Study examines the future of home buying

Study examines the future of home buying

Study examines the future of home buying

The FINANCIAL -- New technologies are transforming the way people buy a home, according to HSBC’s latest Beyond the Bricks home buying report, The future of home buying. 

The report combines results of more than 9,000 people in nine countries with insights from leading Property Technology (PropTech) expert James Dearsley. Dearsley predicts property will be the next industry to face disruption, with property websites using technologies such as artificial intelligence and virtual reality to transform each stage of the home purchase and deliver end-to-end services including many of those traditionally offered by estate agents. 

PropTech is becoming the new FinTech (financial technology) and will bring similarly radical changes over the coming years. Funding of disruptive Property Technology firms has grown phenomenally, from USD221 million in 2012 to over USD2 billion in 20161. 

According to Charlie Nunn, HSBC’s Head of Group Retail Banking and Wealth Management: 

“The process of buying a home will change beyond recognition in the coming years. It will be a more streamlined transaction, with buyers and sellers having greater control and relying much more on technology. The speed at which the digital revolution in home buying rolls out around the world will depend on local regulatory environments and people’s willingness to trust technology for such an enormous purchase.” 

An easier process

Dealing with the many people involved (estate agents, solicitors, sellers and developers) was identified by 37% of recent home buyers as the most stressful part of the home buying process, followed by negotiating the price (29%), fees (28%), and understanding the legal paperwork (24%). 

According to Property Technology expert James Dearsley:

“New technologies have the potential to disrupt the property industry by making the purchase process much easier and reducing the number of people involved in a sale, so that buyers and sellers feel more in control. 

We are already seeing the rise of online do-it-yourself platforms , such as Tepilo in the UK, that allow home owners to market their own properties and negotiate directly with sellers.  All houses may be sold this way in the future, with property websites offering end-to-end marketing, search, financing, negotiation, transaction and conveyancing services that significantly reduce the time and hassle for home buyers. 

For traditional estate agents, this means a radical redefining of their role to become technology providers and expert advisers.” 

A drone’s eye view of the property market

Finding a property is already something that is largely done online, with almost nine in ten (89%) recent home owners looking for available properties online and a similar proportion (86%) searching online for house prices. UK home buyers are the most digitally active home hunters, with 93% using online channels to research their recent property purchase, compared to only 67% in the UAE. 

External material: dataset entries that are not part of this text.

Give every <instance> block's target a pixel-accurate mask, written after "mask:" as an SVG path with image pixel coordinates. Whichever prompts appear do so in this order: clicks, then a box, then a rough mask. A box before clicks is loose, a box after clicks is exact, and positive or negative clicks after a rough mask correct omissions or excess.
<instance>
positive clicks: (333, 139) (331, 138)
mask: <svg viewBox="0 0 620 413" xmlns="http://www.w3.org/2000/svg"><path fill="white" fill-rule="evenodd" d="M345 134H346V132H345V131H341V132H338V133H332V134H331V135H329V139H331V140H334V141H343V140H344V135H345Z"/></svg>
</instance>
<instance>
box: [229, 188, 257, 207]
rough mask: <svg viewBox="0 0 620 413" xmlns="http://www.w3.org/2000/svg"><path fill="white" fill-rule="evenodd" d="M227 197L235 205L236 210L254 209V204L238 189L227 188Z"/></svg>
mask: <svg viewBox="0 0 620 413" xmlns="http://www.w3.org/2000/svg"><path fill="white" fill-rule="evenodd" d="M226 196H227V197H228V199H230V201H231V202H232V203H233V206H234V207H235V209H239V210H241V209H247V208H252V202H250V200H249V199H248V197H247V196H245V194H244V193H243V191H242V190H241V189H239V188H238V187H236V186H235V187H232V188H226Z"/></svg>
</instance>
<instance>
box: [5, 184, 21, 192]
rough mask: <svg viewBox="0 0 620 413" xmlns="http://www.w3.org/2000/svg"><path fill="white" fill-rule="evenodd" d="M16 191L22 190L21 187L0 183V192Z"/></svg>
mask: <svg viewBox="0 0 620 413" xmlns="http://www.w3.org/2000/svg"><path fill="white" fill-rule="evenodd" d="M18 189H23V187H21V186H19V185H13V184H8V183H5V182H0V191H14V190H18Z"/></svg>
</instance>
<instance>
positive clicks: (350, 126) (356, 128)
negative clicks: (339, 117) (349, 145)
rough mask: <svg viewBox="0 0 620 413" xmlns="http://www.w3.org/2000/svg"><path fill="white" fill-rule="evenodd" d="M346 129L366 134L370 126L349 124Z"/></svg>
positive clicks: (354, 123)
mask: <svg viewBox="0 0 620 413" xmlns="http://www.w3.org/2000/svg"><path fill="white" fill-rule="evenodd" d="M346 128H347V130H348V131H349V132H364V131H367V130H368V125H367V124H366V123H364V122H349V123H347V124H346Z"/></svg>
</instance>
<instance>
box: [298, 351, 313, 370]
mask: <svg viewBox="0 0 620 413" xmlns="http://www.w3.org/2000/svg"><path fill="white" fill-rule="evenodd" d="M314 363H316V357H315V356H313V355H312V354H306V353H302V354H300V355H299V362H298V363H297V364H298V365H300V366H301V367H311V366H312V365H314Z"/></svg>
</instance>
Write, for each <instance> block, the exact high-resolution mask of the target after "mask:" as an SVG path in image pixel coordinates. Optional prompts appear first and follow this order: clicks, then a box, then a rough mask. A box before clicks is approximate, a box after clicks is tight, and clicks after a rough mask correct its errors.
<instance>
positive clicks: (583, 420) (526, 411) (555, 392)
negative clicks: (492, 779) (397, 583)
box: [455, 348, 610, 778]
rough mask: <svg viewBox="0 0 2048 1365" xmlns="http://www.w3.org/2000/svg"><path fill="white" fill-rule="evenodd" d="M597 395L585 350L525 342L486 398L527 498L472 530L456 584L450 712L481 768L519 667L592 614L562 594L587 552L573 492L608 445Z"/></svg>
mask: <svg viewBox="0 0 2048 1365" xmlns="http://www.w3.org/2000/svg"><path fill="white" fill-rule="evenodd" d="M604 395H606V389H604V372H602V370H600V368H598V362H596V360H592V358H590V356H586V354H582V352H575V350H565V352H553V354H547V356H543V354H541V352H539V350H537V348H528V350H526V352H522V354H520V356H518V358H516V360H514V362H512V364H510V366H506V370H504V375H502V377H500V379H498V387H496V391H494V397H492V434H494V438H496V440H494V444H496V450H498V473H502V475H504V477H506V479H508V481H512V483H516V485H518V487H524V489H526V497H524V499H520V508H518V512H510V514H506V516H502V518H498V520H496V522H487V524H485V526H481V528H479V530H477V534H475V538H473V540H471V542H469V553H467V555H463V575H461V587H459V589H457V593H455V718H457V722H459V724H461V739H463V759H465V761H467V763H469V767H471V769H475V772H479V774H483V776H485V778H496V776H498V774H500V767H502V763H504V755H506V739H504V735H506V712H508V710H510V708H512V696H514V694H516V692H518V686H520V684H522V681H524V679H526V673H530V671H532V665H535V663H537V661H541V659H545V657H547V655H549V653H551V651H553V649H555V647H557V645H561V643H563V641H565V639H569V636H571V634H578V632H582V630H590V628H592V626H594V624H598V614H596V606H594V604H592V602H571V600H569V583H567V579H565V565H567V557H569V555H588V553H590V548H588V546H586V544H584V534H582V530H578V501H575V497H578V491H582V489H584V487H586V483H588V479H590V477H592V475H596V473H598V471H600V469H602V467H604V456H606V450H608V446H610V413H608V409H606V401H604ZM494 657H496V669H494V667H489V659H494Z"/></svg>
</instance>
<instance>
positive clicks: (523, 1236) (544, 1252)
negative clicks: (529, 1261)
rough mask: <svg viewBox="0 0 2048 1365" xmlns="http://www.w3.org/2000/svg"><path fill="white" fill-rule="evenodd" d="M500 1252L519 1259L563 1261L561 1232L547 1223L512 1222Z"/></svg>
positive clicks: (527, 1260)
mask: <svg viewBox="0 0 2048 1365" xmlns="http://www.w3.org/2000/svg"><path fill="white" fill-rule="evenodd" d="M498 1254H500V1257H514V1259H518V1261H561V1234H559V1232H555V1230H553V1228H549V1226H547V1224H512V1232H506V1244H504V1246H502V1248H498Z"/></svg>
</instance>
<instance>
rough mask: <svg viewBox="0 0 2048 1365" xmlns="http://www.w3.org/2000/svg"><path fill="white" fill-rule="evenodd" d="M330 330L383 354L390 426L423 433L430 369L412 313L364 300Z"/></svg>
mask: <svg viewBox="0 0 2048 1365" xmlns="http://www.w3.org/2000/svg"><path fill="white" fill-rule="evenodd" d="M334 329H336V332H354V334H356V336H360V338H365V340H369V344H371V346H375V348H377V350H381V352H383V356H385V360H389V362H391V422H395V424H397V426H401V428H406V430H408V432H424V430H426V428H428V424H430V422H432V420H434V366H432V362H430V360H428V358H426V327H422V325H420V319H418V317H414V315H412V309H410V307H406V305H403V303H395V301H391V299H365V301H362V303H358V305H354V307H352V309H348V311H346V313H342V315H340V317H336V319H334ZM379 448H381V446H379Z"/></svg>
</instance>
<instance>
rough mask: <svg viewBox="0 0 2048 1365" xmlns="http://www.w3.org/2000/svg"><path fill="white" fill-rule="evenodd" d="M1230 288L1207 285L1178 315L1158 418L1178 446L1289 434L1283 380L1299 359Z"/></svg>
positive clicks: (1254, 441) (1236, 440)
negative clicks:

According to James Dearsley: 

“With most people already doing their property research online, the days of physically visiting an estate agent’s office may be almost over. Property websites will become considerably more sophisticated, using big data to bring more and better properties in front of prospective buyers and taking over much of the traditional estate agent’s role. 

There will be no more ‘fifteen minute windows’ to view a property. Virtual reality will allow home buyers to view more homes, narrow down their choice and then ‘live’ in a virtual version for several days to truly try before they buy.”

Ready for robots?

When it comes to home buying finances, almost three-quarters (74%) of recent home buyers researched finance options online. 

Mortgage brokers and banks are still the most trusted sources of mortgage advice (41% and 35% respectively), while only 11% of people have embraced the idea of using robo-advisers such as chatbots and humanoids for mortgage advice according to HSBC’s separate Trust in Technology survey.2  

James Dearsley comments: 

“Brokers are still the most trusted source of mortgage advice but in an increasingly time-poor society, banks, mortgage brokers and advisers will need to offer instant service and analysis to meet the rising expectations of consumers.  

We can expect to see more on-demand services, retaining the important human touch but provided digitally through live chat or video. With all of our personal information held digitally, not physically, AI will assist by analysing personal data, assessing lending criteria and narrowing down product options. This will allow instant mortgage approvals and mortgage solutions that are much more tailored to individuals’ needs.”